Op de Linux Kernel Mailing List heeft Linus Torvalds weer een nieuwe Linux 2.6-kernel aangekondigd. De kernel is ditmaal aangekomen bij versienummer 2.6.31 en bevat de nodige verbeteringen ten opzichte van de vorige uitgave. Zoals gewoonlijk hebben de Kernel Newbies de veranderingen weer keurig op een rijtje gezet en deze zijn op deze pagina na te lezen. Ondersteuning voor onder andere usb 3.0 is toegevoegd en de ARM-afdeling heeft heel wat verbeteringen doorgemaakt. De aankondiging van Torvalds ziet er als volgt uit:
Ok, there's just a few final commits since -rc9 to fix a couple of last regressions and problems, and now the final 2.6.31 is out there. The small diffstat and shortlog is below, the full log and diff from 2.6.30 are being uploaded to kernel.org (and then mirrored out) as I write this. In general, the full set of 2.6.30->31 changes are too numerous to list, but as usual, you'll find some high-level overviews on kernelnewbies.org.
One of the more painful changes has been the new cleaned-up fsnotify backend that takes care of both inotify and dnotify (and shrinks the inode while doing so), but its teething problems have hopefully been sorted out.
There's also been lots of work on KMS - both lots of updates on the intel side (displayport support, next-gen IGD etc), and obviously the whole new (and still experimental) radeon KMS code.
There's also a fair chunk of new debugging/peformance counter stuff: memory leak detection ("kmemleak"), memory usage checking ("kmemcheck") and performance counters ("perf_counter"). Those new debugging features are not likely usable under any real load, but are good for finding kernel bugs at a huge performance cost.
The performance counters are a nice and easy-to-use alternative to things like oprofile, allowing you easy access to some pretty powerful profiling of hardware (and sw) events.

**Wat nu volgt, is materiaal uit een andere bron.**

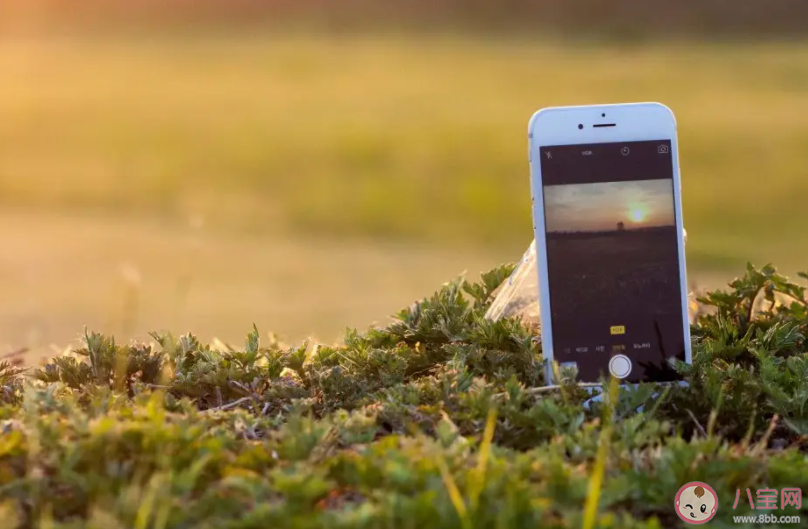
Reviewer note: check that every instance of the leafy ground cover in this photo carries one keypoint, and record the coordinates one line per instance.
(436, 420)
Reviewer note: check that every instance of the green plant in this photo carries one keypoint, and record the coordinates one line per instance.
(437, 420)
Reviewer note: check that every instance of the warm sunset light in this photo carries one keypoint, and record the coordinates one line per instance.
(637, 214)
(609, 206)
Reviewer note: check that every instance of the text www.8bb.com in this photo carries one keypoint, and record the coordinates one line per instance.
(766, 519)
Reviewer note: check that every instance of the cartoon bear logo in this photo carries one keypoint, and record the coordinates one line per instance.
(696, 503)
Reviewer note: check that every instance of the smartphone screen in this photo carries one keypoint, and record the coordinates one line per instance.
(613, 259)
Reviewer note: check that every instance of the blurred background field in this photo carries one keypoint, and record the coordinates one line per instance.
(205, 167)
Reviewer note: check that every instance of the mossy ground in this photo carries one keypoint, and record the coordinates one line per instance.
(437, 420)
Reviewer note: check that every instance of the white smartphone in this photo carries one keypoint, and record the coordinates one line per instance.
(607, 218)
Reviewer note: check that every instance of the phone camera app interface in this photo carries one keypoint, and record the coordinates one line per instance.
(613, 259)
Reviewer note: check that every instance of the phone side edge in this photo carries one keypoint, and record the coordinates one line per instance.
(537, 212)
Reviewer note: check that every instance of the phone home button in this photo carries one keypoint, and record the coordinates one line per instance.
(620, 366)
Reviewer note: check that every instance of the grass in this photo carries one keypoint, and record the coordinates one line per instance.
(436, 420)
(415, 138)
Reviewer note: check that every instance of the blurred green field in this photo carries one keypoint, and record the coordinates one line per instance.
(420, 139)
(348, 173)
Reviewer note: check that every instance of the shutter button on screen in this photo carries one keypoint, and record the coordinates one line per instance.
(620, 366)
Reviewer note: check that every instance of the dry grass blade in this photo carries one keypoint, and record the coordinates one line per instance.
(596, 479)
(454, 493)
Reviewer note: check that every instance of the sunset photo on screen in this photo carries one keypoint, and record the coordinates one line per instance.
(611, 206)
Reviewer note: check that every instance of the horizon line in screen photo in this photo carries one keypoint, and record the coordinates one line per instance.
(609, 207)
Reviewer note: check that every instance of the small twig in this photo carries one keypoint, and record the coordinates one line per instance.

What else? Lots and lots of driver work. Over 70% of all of the 2.6.30 to 2.6.31 patch is under drivers/, and there's another 6%+ in firmware/ and sound/. That's not entirely unusual, but it does seem to be growing. My rough rule of thumb used to be "50% drivers, 50% everything else", but that's clearly not true any more (and hasn't been for a while - we've been 60%+ since after 2.6.27 - I think the whole 'staging' thing is what moved things up by several percentage points).
If you ignore drivers/ (and firmware/ and sound/) about half the remaining changes are to arch/ code (with ARM leading the way with its insane number of platforms, but mips, powerpc, sh, and x86 are up there too), and the rest being filesystem updates (VFS layer: mostly that fsnotify thing, but also: btrfs, cifs, ext3, fuse, gfs2, nfs, nilfs, xfs) and with a spinkling of Documentation, kernel and perf-tools updates.
And as usual, this obviously means that the merge window for 2.6.32 is open. But give me a day or so before bombarding me with merge requests: I like to encourage even developers to first give the plain new release a go, and not immediately start the crazy flood of patches.